The Chile international’s difficulties under Jose Mourinho were never far from people’s thoughts but his early struggles under Solskjaer have in some ways been even more obvious because of the upturns in form in many of his United team-mates.
His manager tried to paint a positive picture of his performance after the game, but it was clear that Solskjaer knows something needs to change in the way Sanchez is performing.
“He’s played well today but we just had to change the dynamics of the game a bit, and Anthony of course has fresh legs,” said Solskjaer. “So, I don’t think there’s any problem with the confidence. He’ll come good.”
But while Marcus Rashford, Jesse Lingard, Paul Pogba and Martial have all revelled in the greater freedom handed to them by Solskjaer, Sanchez has been one of the few high-profile members of the squad who has failed to kick on thus far.
He did score in his return to the Emirates Stadium as United swept Arsenal aside in the FA Cup, but even that night he was an anonymous figure for long stretches.
And while he had missed a lengthy spell through a hamstring injury leading up to that game, his manager believes even that was something he could have managed better himself by not playing on for the beginning of the second half in the cup against Reading after feeling a tug in the same muscle.
“A player loves to play football, doesn’t matter who you are and he’s been hindered by injury, I know how frustrating that can be and how eager you are to get back,” said Solskjaer in January.
“Maybe in the Reading game at half-time he should have told me [he ought] to come off because the next 15 or 20 minutes were a setback.”
But at the moment almost every game is a setback for Sanchez regardless of whether he starts or not.
When he misses out, his stock in the United ranks seems only to fall due to the form of those he is battling for a starting place, and when he does start, he seems incapable of producing the kind of performances which Solskjaer needs to see in order to consider him as one of his regulars.
Where once Sanchez would be darting in behind defences in the way that Lingard, Rashford and Martial have been so successful of late, he has too often been found dropping between the lines to play what to him is an unnatural game.
The more he yearns to be involved in play, the less he seems to be able to get himself into the positions from which he is most devastating.
Under Mourinho, such an issue was understandable.

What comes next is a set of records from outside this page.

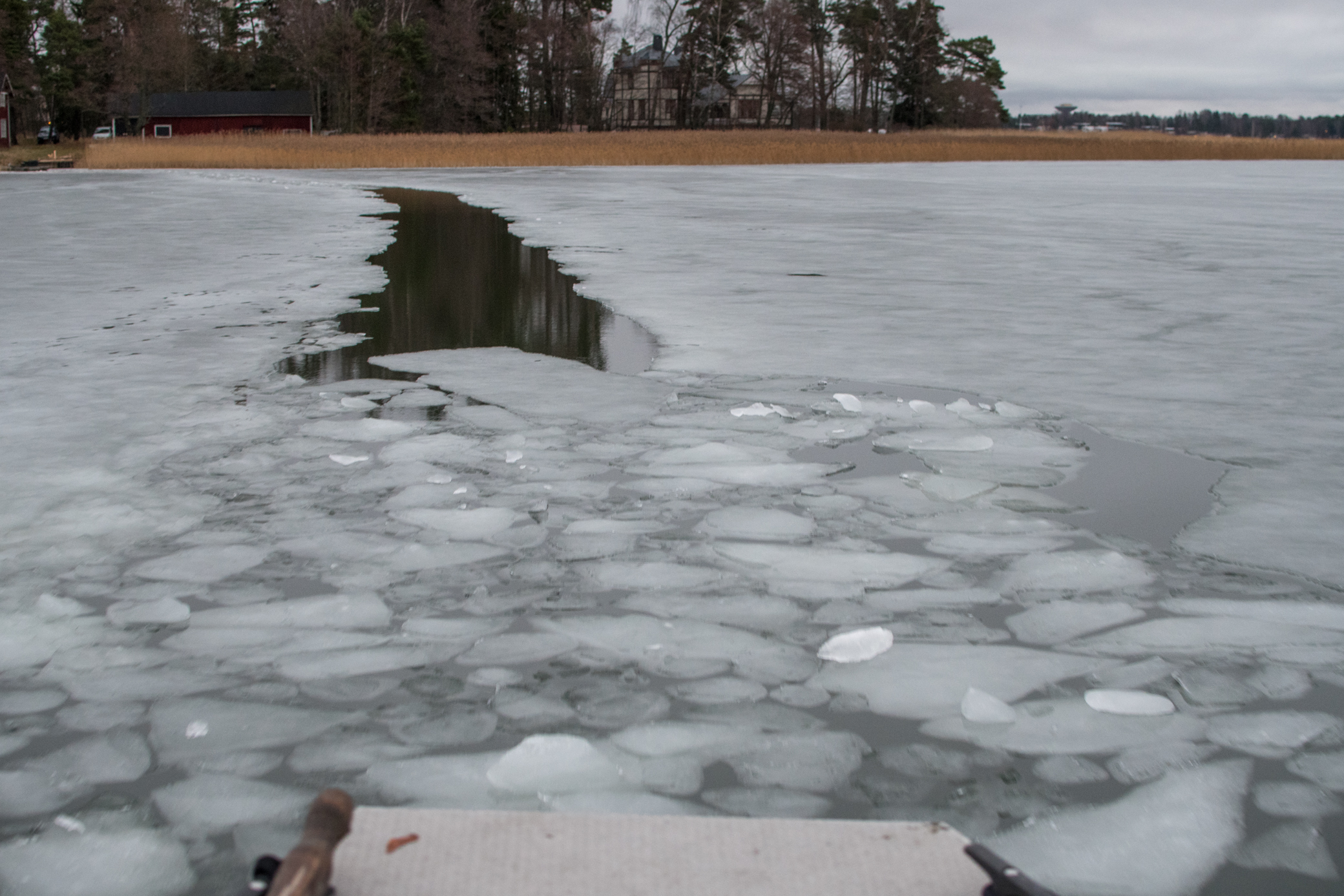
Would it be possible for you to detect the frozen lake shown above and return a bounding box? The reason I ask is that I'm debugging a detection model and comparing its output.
[0,163,1344,896]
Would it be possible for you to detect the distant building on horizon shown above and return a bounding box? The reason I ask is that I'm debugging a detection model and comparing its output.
[118,90,313,138]
[602,35,793,130]
[0,74,14,149]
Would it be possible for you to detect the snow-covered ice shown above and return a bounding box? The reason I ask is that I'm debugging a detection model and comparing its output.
[988,762,1250,896]
[0,163,1344,896]
[817,626,894,662]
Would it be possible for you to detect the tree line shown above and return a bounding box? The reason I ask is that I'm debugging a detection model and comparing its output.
[0,0,1007,134]
[1012,109,1344,140]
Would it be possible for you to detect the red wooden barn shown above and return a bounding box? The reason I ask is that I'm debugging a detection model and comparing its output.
[145,90,313,137]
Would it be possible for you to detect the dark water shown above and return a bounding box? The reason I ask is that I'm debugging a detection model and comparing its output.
[794,380,1228,549]
[267,189,1344,896]
[281,188,657,383]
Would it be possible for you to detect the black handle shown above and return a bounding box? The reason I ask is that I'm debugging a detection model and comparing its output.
[967,844,1059,896]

The team’s play during the Portuguese’s reign was so much slower and more ponderous, and it so rarely allowed United to break at speed and free up their attackers to get beyond the last man.

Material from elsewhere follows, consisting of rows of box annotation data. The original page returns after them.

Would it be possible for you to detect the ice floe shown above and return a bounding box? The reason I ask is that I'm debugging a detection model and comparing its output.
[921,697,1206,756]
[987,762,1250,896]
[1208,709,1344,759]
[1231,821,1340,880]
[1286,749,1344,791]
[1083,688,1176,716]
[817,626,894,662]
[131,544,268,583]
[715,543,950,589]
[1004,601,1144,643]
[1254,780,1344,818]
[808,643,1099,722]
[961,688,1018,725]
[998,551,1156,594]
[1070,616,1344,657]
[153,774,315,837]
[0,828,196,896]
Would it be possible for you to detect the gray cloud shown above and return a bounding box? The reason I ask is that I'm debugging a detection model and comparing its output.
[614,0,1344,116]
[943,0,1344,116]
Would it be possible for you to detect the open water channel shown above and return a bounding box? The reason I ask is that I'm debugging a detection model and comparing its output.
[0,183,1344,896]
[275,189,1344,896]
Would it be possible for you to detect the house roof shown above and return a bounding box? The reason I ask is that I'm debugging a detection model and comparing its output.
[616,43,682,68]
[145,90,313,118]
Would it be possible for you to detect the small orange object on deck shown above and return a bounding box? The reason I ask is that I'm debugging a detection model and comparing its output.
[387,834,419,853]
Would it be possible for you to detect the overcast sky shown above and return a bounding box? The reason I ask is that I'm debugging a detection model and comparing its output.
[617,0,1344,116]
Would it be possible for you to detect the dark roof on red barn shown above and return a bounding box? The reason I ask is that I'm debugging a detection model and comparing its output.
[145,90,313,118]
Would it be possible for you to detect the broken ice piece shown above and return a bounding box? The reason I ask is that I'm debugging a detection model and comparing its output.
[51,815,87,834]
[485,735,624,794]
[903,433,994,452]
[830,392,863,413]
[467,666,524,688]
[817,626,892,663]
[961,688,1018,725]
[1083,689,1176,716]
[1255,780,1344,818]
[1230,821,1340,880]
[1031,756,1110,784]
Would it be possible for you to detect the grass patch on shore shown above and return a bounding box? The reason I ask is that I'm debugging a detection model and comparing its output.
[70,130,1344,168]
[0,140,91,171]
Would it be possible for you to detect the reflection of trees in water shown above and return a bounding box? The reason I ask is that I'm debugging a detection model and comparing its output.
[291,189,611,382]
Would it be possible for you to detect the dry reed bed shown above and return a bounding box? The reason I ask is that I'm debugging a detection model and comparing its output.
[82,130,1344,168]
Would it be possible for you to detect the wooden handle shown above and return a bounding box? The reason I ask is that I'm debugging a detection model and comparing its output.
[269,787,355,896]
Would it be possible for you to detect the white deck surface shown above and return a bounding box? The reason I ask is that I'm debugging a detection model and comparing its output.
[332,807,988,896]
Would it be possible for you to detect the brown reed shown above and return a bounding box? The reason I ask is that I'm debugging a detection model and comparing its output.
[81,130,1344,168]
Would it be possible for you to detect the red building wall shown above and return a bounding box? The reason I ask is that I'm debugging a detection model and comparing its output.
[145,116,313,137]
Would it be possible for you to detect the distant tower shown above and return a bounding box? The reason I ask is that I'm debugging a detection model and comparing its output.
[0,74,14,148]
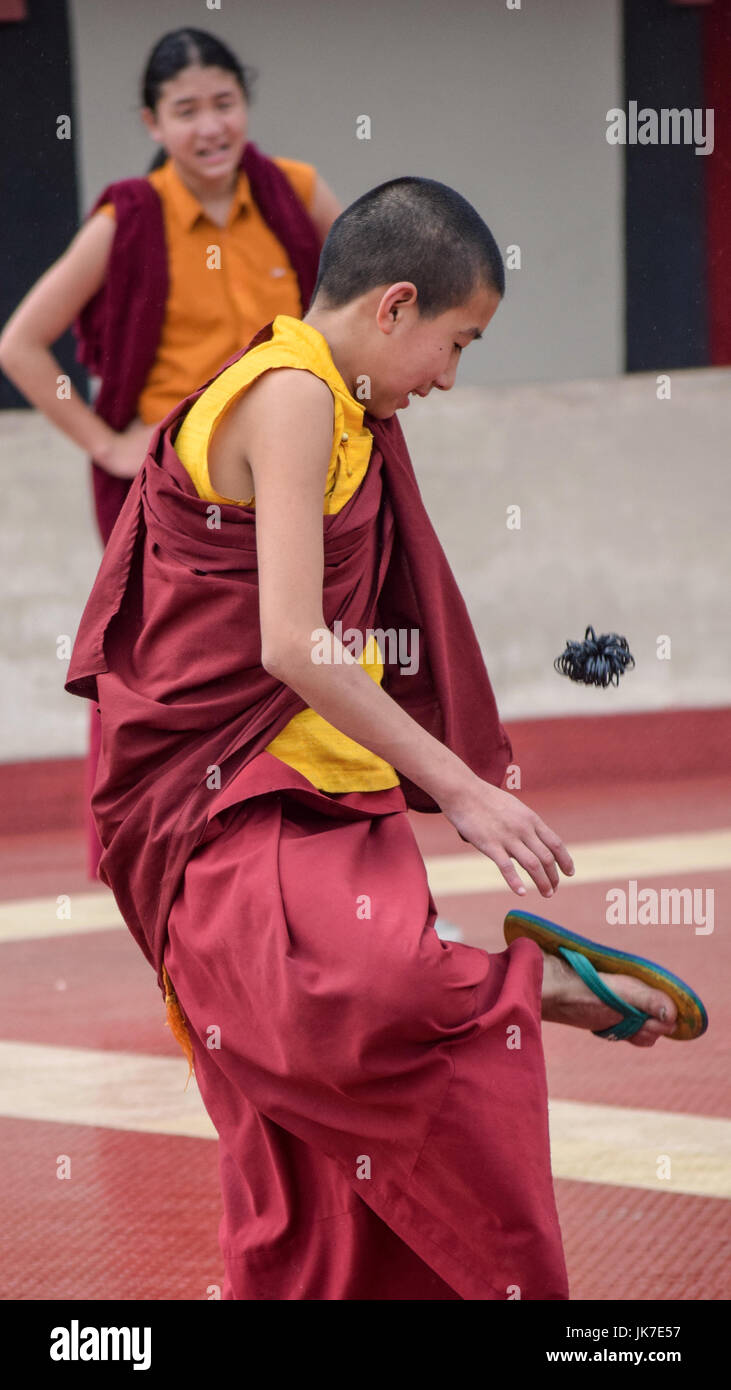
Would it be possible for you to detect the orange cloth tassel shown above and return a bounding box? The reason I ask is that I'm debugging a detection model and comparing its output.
[163,966,193,1090]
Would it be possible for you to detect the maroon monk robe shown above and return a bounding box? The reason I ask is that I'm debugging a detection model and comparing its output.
[74,140,320,877]
[65,324,567,1300]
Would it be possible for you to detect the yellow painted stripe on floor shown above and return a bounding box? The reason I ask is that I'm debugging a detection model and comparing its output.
[0,830,731,944]
[0,1041,731,1198]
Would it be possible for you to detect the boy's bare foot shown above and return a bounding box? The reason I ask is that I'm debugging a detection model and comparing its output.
[541,951,678,1047]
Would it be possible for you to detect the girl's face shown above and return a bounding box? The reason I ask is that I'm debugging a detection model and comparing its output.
[142,63,249,188]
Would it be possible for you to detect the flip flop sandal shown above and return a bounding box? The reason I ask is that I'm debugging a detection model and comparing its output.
[503,909,709,1043]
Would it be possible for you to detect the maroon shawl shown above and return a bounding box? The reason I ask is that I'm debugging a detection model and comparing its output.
[74,140,320,543]
[65,324,511,980]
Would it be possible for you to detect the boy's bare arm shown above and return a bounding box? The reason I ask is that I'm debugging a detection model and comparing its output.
[237,368,573,895]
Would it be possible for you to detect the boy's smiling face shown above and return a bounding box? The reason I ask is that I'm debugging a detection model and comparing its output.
[366,281,500,420]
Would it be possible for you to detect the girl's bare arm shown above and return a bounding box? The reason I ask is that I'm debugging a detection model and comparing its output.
[227,368,573,897]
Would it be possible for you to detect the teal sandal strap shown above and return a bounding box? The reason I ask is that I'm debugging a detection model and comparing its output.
[559,947,652,1041]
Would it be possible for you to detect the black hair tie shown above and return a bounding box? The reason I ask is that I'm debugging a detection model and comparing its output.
[553,627,635,687]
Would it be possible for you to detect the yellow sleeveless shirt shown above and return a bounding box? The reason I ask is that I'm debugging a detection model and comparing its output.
[175,314,399,792]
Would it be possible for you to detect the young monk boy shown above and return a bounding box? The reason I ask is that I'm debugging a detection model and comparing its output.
[67,178,700,1300]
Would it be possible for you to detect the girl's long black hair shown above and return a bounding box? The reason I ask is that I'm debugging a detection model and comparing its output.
[140,28,257,174]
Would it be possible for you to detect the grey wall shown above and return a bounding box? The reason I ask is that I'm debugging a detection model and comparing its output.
[69,0,624,385]
[7,370,731,762]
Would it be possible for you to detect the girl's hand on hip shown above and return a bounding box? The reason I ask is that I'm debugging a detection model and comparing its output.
[442,777,574,898]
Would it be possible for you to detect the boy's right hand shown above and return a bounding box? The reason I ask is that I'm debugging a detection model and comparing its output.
[95,417,157,478]
[441,776,574,898]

But with Solskjaer actively encouraging such an approach, it is now a glaring issue that Sanchez seems unwilling or unable to play in that fashion.

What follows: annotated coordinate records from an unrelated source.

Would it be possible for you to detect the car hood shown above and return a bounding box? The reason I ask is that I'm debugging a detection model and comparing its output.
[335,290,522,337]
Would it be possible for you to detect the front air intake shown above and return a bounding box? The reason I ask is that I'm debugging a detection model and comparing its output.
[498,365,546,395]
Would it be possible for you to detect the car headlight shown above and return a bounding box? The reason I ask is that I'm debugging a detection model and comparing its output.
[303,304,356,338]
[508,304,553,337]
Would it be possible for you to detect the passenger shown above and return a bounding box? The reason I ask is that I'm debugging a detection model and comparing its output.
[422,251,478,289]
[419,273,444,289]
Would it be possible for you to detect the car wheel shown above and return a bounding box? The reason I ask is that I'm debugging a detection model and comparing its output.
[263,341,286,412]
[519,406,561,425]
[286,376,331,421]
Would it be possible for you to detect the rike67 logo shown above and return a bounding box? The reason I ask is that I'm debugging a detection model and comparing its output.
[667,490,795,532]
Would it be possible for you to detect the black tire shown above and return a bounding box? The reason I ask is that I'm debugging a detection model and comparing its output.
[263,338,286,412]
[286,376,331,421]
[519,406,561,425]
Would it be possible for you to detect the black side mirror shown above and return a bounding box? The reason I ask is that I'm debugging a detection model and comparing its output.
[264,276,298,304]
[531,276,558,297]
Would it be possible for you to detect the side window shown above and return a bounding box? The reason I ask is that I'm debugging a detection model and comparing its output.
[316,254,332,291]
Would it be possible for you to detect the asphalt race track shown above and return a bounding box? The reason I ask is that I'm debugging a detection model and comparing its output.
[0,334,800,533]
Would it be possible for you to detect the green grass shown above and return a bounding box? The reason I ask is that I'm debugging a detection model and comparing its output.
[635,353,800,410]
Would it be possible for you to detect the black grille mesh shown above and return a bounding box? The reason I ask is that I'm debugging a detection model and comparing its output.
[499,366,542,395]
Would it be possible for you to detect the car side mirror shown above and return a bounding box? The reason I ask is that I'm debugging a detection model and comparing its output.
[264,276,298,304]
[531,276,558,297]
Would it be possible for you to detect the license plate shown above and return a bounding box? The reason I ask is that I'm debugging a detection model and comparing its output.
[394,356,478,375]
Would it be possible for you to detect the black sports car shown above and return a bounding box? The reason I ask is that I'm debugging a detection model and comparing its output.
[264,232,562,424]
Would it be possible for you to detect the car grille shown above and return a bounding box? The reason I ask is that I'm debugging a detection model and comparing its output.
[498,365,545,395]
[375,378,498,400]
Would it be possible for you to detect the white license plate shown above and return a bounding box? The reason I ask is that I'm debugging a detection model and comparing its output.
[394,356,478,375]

Sanchez needs to find a reset button somehow; otherwise his form levels combined with his extortionate £400,000-plus weekly salary become a huge issue.
The more Solskjaer becomes convinced that his favoured starting XI doesn’t contain the 30-year-old, the more likely it is that United will be forced to look at the whole situation at boardroom level this summer.
Of course, he has been injured lately. And yes, he has not got the run in the side he might otherwise have been afforded as a result.
But now that he finds himself on the outside of the first-team picture looking in, Sanchez needs to arrest his struggles sooner rather than later if he is to form a compelling argument for being considered irreplaceable in the United squad for next season and beyond.